I'm afraid that copper prices mirror those of crack, and crack is currently taking a nose dive as more and more people switch to straight fentanyl. This is not financial advice, if I were you I'd consult a gypsy, I've heard Vee still has an "active" youtube community


----------



## Not Really Here (May 25, 2021)

Historically copper goes down, then they close the mines, copper goes up and they reopen the mines after it becomes profitable to operate them again until it peaks and goes down to the point of near unprofitability.
This of course happens very slowly, as you can see we would be approaching the peak of the cycle from 2011(ignore the WuFlu dip) not accounting for inflation.

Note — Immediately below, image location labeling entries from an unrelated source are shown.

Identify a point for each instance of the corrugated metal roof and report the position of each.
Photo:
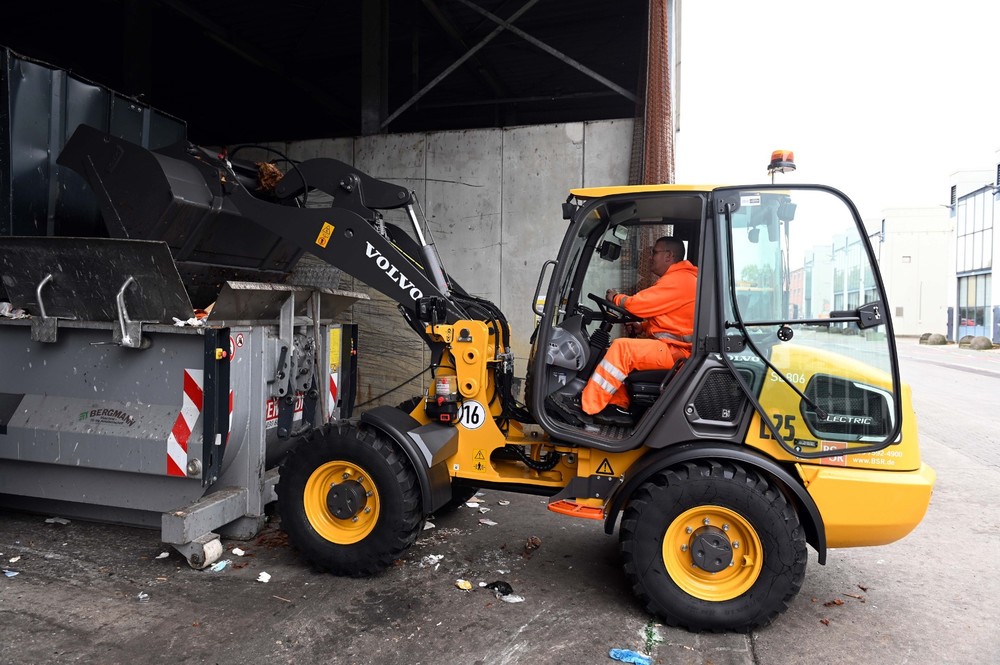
(258, 71)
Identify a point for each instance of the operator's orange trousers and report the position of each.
(624, 356)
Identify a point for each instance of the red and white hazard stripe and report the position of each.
(332, 402)
(191, 407)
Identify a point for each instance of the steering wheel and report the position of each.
(612, 313)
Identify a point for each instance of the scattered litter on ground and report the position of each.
(629, 656)
(7, 311)
(532, 544)
(500, 588)
(431, 560)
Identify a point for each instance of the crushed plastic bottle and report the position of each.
(629, 656)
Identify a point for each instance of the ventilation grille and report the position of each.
(720, 397)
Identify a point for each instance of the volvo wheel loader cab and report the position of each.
(787, 426)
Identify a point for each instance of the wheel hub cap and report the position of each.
(710, 549)
(346, 499)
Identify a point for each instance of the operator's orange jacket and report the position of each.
(668, 305)
(668, 309)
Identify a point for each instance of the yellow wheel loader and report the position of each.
(787, 426)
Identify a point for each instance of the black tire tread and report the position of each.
(380, 548)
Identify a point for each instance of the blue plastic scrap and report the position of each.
(629, 656)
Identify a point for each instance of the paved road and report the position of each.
(931, 598)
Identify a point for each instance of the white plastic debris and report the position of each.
(7, 311)
(431, 560)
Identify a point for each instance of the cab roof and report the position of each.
(598, 192)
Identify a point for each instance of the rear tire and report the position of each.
(349, 501)
(683, 528)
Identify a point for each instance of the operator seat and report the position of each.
(645, 386)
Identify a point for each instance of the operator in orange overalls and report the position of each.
(667, 332)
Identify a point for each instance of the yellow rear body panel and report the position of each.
(863, 507)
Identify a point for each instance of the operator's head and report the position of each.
(666, 252)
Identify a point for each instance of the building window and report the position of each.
(974, 227)
(973, 304)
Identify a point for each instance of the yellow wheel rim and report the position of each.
(337, 530)
(680, 551)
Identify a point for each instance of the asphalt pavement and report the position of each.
(98, 593)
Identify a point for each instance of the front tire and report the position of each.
(349, 501)
(713, 546)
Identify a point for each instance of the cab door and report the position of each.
(806, 325)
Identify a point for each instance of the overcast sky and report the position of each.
(882, 99)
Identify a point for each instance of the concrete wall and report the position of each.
(492, 200)
(917, 261)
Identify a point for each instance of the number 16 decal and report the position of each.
(780, 420)
(471, 415)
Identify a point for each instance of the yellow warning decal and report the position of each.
(324, 234)
(479, 460)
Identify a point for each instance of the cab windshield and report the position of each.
(804, 301)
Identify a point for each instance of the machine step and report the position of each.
(573, 509)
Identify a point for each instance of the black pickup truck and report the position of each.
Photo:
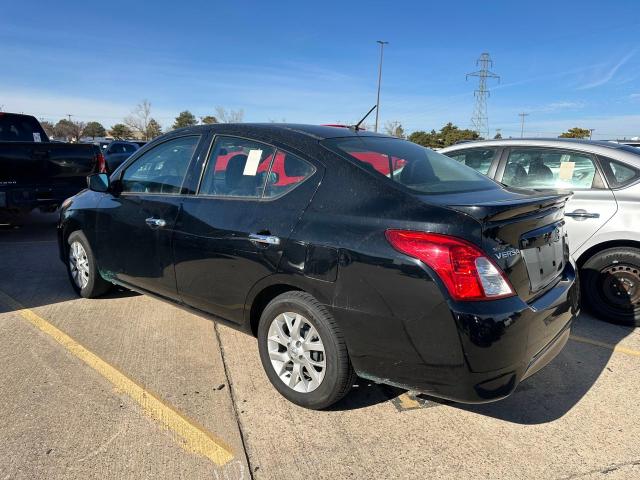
(38, 173)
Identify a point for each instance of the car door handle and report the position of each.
(266, 239)
(156, 222)
(580, 213)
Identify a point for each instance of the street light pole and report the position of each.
(382, 44)
(522, 115)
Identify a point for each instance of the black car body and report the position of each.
(35, 172)
(340, 232)
(117, 152)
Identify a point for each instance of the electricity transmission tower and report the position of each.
(480, 121)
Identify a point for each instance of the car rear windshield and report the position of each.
(20, 128)
(415, 167)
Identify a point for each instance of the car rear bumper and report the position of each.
(495, 345)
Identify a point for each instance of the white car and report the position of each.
(602, 217)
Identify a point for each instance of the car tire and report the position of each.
(611, 285)
(296, 335)
(82, 268)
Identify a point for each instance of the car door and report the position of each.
(232, 232)
(136, 223)
(591, 205)
(481, 159)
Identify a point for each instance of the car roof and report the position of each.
(283, 130)
(598, 147)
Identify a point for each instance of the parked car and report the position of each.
(36, 172)
(117, 152)
(601, 215)
(431, 277)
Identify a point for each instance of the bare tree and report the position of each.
(229, 116)
(139, 119)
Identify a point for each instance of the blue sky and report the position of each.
(565, 63)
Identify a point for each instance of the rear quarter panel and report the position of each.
(621, 226)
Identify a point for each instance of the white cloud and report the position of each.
(606, 76)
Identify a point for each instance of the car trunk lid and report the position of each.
(522, 231)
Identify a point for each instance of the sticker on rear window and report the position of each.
(566, 170)
(253, 160)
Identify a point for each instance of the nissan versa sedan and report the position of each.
(602, 215)
(344, 252)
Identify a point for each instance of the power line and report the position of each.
(480, 119)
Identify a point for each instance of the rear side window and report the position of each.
(479, 159)
(161, 169)
(409, 164)
(286, 173)
(237, 167)
(619, 174)
(549, 168)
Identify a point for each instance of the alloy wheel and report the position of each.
(79, 265)
(621, 287)
(296, 352)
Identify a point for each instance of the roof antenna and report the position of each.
(356, 127)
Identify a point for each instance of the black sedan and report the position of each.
(117, 152)
(344, 252)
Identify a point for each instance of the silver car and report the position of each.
(602, 217)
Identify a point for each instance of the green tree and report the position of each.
(94, 129)
(208, 120)
(394, 129)
(229, 116)
(121, 132)
(153, 129)
(64, 129)
(448, 135)
(185, 119)
(576, 132)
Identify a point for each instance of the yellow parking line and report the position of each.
(615, 348)
(194, 438)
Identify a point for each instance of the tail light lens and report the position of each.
(465, 270)
(102, 163)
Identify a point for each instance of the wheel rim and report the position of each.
(79, 265)
(296, 352)
(620, 286)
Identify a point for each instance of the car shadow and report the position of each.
(35, 276)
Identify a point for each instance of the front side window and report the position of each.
(161, 169)
(409, 164)
(237, 167)
(549, 168)
(479, 159)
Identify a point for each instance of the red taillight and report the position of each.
(465, 270)
(102, 163)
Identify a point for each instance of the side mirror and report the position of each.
(98, 182)
(273, 178)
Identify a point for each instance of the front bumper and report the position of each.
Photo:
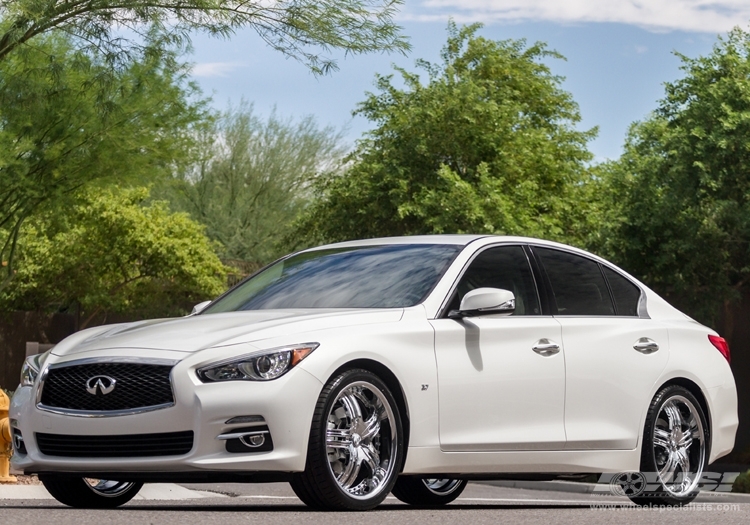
(286, 404)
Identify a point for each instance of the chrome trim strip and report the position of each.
(105, 413)
(114, 359)
(102, 413)
(235, 435)
(252, 421)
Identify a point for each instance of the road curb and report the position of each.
(549, 486)
(150, 491)
(579, 488)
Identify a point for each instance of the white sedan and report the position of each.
(407, 364)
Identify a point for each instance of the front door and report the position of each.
(613, 355)
(501, 380)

I wouldn't as a paper investment but would stock some as solid metal in the house as a hedge against hyperinflation.
It's not as good of a store of value as gold or silver but easier for smallish bartering and purchases aren't as heavily tracked as precious metals normally are.
Edit: 1960 to today.



You can more clearly see the around 10 year cycle I was talking about, also in '03 the Three Gorges Dam began operating and spiked the price as more of China had surplus energy, combined with the industrialization projects going on after trade normalization really kicked in.


----------



## There'll be another time (May 25, 2021)

Just A Butt said:


> i heard you can just find it in the walls of houses. crazy!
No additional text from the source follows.